An output example for this query is shown below showing both the values that had for performance counters and the ones that we have calculated (CPUCount, TotalMemGB and TotalSizeGB):
Here’s an example of the actual numbers for a server (the CM one shown above):
The query’s estimate was 151 GB total size which matched the actual value.
The query’s estimate was 8 GB of memory which matched the actual value.
There are a couple of cool tricks in the query above which are worth mentioning.
- There is also not a performance counter which is available that provides the total amount of disk space in a system. To handle this we used a formula to calculate this based on the counters that we have available:
- We first gather free megabytes of disk space and the free disk percentage. Using this we can calculate the missing value (total disk space). This is done with an extend:
- extend TotalSizeGB = toint((FreeMB / FreeSpace * 100) /1024);
- Note: For large disks, the number of digits which are collected are not sufficient to make a very solid estimate. There are 10 digits available to the right of the decimal point which is very accurate except for when you are looking at drive sizes which are multi-terabyte and take more than 10 digits to represent the number of bytes available on the drive.
- There is also not a performance counter which is available that provides the total amount of memory in a system.

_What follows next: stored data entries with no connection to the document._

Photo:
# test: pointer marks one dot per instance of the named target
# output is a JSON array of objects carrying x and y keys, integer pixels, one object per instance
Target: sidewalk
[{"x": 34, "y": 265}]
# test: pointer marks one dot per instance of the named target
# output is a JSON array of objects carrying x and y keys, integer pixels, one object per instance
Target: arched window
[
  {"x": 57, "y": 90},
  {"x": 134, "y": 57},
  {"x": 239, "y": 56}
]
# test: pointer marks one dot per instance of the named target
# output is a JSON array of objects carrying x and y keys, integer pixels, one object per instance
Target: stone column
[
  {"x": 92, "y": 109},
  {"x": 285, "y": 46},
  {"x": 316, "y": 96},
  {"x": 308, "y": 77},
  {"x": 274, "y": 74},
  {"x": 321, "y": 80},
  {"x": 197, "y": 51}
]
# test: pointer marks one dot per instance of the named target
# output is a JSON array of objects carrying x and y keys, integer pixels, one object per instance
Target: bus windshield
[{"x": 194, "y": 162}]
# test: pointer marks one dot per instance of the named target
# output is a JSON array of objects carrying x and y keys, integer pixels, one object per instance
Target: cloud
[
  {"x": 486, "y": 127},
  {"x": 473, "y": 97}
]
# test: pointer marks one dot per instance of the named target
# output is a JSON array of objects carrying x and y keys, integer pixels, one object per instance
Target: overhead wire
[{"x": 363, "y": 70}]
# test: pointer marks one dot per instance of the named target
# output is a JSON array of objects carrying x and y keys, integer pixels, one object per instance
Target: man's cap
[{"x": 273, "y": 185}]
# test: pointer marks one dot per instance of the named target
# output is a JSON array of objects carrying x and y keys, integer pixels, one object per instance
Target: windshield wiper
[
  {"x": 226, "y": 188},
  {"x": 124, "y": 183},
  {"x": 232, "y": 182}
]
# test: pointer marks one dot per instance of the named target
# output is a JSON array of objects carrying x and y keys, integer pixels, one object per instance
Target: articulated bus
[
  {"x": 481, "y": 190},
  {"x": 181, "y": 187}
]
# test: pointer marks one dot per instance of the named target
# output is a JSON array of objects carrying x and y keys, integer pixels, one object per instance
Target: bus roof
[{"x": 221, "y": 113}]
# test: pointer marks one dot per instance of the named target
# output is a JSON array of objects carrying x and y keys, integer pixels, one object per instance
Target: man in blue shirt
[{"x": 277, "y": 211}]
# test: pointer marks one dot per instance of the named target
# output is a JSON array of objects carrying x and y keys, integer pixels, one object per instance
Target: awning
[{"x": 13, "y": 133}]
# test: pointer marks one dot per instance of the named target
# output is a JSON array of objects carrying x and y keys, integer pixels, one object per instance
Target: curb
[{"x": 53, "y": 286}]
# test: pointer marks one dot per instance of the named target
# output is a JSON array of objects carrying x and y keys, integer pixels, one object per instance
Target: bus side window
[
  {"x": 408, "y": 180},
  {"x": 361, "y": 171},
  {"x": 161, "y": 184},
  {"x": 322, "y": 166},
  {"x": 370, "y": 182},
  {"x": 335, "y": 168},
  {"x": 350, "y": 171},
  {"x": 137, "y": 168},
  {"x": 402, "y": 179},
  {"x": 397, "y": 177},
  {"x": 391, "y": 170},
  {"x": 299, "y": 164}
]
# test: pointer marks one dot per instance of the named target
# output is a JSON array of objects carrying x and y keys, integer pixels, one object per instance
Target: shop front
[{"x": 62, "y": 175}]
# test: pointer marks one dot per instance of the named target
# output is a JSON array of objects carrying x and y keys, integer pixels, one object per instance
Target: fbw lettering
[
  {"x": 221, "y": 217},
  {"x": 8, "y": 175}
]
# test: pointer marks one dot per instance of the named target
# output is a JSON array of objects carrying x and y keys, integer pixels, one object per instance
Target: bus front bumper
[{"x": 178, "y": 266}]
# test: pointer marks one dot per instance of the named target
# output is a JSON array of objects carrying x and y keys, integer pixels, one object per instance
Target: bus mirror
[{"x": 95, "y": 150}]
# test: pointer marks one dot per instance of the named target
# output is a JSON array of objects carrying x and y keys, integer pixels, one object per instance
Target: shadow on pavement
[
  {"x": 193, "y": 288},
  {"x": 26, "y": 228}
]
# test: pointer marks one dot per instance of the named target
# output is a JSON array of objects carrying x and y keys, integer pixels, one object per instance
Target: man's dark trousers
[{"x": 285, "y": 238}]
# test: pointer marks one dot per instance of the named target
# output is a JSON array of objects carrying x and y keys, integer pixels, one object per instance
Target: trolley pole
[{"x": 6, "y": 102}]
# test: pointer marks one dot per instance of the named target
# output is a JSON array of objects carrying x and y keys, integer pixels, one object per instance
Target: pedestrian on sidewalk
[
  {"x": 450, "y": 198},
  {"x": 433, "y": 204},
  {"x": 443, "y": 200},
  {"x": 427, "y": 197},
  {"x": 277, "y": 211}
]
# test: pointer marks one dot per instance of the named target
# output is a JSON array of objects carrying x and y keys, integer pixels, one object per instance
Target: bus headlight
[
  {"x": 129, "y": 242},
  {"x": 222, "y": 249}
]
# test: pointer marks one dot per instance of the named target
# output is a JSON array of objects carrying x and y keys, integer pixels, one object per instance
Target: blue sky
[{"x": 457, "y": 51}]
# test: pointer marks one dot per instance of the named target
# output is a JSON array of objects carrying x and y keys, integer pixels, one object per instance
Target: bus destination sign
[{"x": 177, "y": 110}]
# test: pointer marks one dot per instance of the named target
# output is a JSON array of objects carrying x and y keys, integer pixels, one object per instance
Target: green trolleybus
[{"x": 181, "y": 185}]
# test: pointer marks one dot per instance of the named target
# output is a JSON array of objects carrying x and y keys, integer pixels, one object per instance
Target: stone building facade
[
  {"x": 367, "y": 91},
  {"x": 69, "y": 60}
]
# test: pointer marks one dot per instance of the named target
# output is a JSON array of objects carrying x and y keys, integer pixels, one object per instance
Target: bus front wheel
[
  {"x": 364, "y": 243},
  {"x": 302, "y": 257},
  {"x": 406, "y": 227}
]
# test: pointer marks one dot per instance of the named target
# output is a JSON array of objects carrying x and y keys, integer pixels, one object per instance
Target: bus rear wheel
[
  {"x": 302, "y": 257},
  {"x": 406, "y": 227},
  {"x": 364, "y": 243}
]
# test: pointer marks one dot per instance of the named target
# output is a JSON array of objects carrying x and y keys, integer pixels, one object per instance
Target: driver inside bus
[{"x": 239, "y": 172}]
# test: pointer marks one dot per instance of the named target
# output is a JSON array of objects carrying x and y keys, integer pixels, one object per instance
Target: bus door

To handle this we added a performance counter for the amount of used memory and we used a formula to calculate this based on the counters that we have available:
- We first gather the amount of available memory (Memory(*)Available Mbytes) and we also gather the (Memory(*)Committed Bytes). We use these to calculate the missing value (total memory). This is done with an extend which adds the values after converting the Committed Bytes to Mbytes:
- extend TotalMemGB = toint((FreeMemory + (UsedMemory / 1024 / 1024)) / 1024);
- To maximize how close the estimate would be to the actual value, we did not use a toint on any of the values until we finalized the calculation at the end. If we had used toint earlier on values it truncates the numbers after the decimal point and that significantly decreases the accuracy of the estimate.
- To additionally maximize how close the estimate would be to the actual value, we converted to GB and we used a round or the memory (round doesn’t drop the decimals after the decimal point – instead it rounds to the closest integer).
Summary: The above query provides way to visualize the KPI’s for a server including an estimated amount of disk space and memory for the system (which I don’t believe anyone else has put together prior to this point in time). While this query does provide all of the KPI’s related to cpu, disk and memory it only provides an estimated value for the total disk space and total memory. To provide completely accurate values we will discuss another method to provide that in the next blog post of this series!